SPACENUM: Revisiting Spatial Numerical Understanding in VLMs

2026-05-22Artificial Intelligence

Artificial Intelligence
AI summary

The authors studied how well vision-language models (VLMs) understand numbers related to space, like coordinates or measurements, when these models interact with their environment. They created tests to see if models can connect spatial layouts and numerical information in both directions. Their findings show that current VLMs mostly guess numbers without truly understanding spatial relationships and rely on simple visual hints instead of deeper spatial reasoning. While fine-tuning helps a bit, these models still struggle to grasp structured spatial concepts from images. The authors suggest that improving numerical grounding in space remains a challenge for VLMs.

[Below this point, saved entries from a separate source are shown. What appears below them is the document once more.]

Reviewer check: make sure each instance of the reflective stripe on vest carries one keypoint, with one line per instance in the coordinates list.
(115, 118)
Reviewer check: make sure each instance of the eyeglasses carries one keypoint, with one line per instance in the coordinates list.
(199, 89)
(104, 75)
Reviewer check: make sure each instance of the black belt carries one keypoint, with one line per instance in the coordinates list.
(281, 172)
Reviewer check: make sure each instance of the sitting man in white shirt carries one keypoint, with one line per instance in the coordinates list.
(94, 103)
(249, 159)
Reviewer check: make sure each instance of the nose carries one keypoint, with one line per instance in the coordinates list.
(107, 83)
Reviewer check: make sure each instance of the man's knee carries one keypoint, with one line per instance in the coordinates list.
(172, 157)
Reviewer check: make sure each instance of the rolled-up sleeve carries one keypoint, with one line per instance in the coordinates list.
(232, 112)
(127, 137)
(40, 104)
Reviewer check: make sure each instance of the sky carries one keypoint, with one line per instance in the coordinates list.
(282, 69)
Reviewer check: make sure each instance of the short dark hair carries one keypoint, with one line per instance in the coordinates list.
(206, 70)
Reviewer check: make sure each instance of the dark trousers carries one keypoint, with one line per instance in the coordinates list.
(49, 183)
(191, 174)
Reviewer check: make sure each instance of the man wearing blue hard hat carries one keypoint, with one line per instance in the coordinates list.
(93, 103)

Vision-Language ModelsSpatial numerical understandingEmbodied environmentsNum2SpaceSpace2NumSpatial reasoningCoordinate-aware representationsVisual groundingFine-tuningDynamic transitions
Authors
Jianshu Zhang, Yijiang Li, Huifeixin Chen, Haoran Lu, Letian Xue, Bingyang Wang, Han Liu
Abstract
Vision-Language Models (VLMs) are increasingly deployed in embodied environments, where they need produce numerical outputs such as action magnitudes and spatial coordinates. Although these numbers appear meaningful, it remains unclear whether these numerical outputs are genuinely grounded in spatial perception. Therefore, in this work, we revisit spatial numerical understanding through SpaceNum, a unified framework that captures two complementary settings: numbers as dynamic transitions during spatial exploration, and numbers as static layouts in spatial reasoning. We formulate two bidirectional tasks, Num2Space and Space2Num, to evaluate how well VLMs map between vision-side spatial structure and language-side numerical representations. We systematically study whether current VLMs truly understand numerical values in spatial settings. Across dynamic transitions and static layouts, we find that models largely fail to ground numbers in spatial meaning and often perform close to random guess. Through error analysis, reasoning trace analysis, and controlled interventions, we show that current VLMs rely heavily on shallow spatial cues, struggle to build stable coordinate-aware representations, and fail to abstract structured spatial layouts from visual observations. We further show that explicit reasoning provides only marginal gains, while tuning can partially improve spatial numerical understanding and transfer to external spatial reasoning benchmarks.